Cars could also be powered by their own solar panels, ¹¹¹ or, instead of cars being powered, the roads could be (not dissimilar to the principle behind trams) - prototypes have been trialled in Sweden (for trucks) and the Netherlands. ¹¹²

These alternatives are not always carbon-neutral. For example, the upside of hydrogen fuel is that burning hydrogen produces only water as a by-product and is more efficient and cleaner than lithium. The downside is that the production of hydrogen requires fossil fuels – although alternatives are being explored using algae and other resources that might be turned into hydrogen. Nor do they provide immediate alternatives, for example graphene supercapacitators could replace batteries altogether but research to date has not produced sufficiently useable and stable graphene. In the interim research is ongoing looking at enhancing the performance of lithium-ion batteries in conjunction with graphene.
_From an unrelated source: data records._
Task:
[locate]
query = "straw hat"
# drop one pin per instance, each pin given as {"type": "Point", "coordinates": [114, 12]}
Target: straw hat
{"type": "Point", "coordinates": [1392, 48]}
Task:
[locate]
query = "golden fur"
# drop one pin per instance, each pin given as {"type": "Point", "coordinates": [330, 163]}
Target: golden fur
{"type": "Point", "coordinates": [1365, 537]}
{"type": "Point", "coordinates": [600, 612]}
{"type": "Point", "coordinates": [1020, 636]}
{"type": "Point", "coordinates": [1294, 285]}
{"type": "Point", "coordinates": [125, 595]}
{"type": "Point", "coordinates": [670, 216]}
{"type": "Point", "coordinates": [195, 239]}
While encouraging, many of these innovations are a long way from being commercially viable or capable of being produced at scale. Nor is the government ploughing the same amount of money into these types of research as it is into facilitating the move to electric vehicles which are already being manufactured.

Conclusion

From an environmental perspective a shift to electronic vehicles may be short-sighted. While the sale of electric cars is accelerating the underlying issues of too many cars on the roads and traffic congestion are not being addressed. Similarly, promising greater provision of charging points, does nothing to address energy consumption. That energy has to come from somewhere and even if it is from renewable sources such as wind and solar, it needs to be stored and conducted to points of use. Currently this also needs rare metals. At the same time the ‘green revolution’ is unlikely to mark a levelling up either of access to electric vehicles across societies – including in the UK, but more particularly between the developed and developing world. In the latter not only are there challenges of infrastructure deficit and limited in country technology and research resources but also limited consumer purchasing power to obtain electric vehicles. Critics, moreover, consider that the shift to electric vehicles will not reduce carbon emission sufficiently to keep global warming to the 1.5 degrees above industrial levels agreed in the Paris agreement because the change will be too slow, piecemeal and not entirely carbon-neutral. ¹¹³ These are all important considerations. The focus of this article however has been on the environmental risk associated with procuring the metals necessary for the manufacture of electric cars and related to this the storage of power systems to charge them. Deep sea mining to meet the manufacturing demands triggered by government agendas to move to electric vehicles will cause environmental damage far from the corridors of Westminster. If, however, the need to address climate change is a global concern then repercussions across the planet should be taken into account in developing solutions.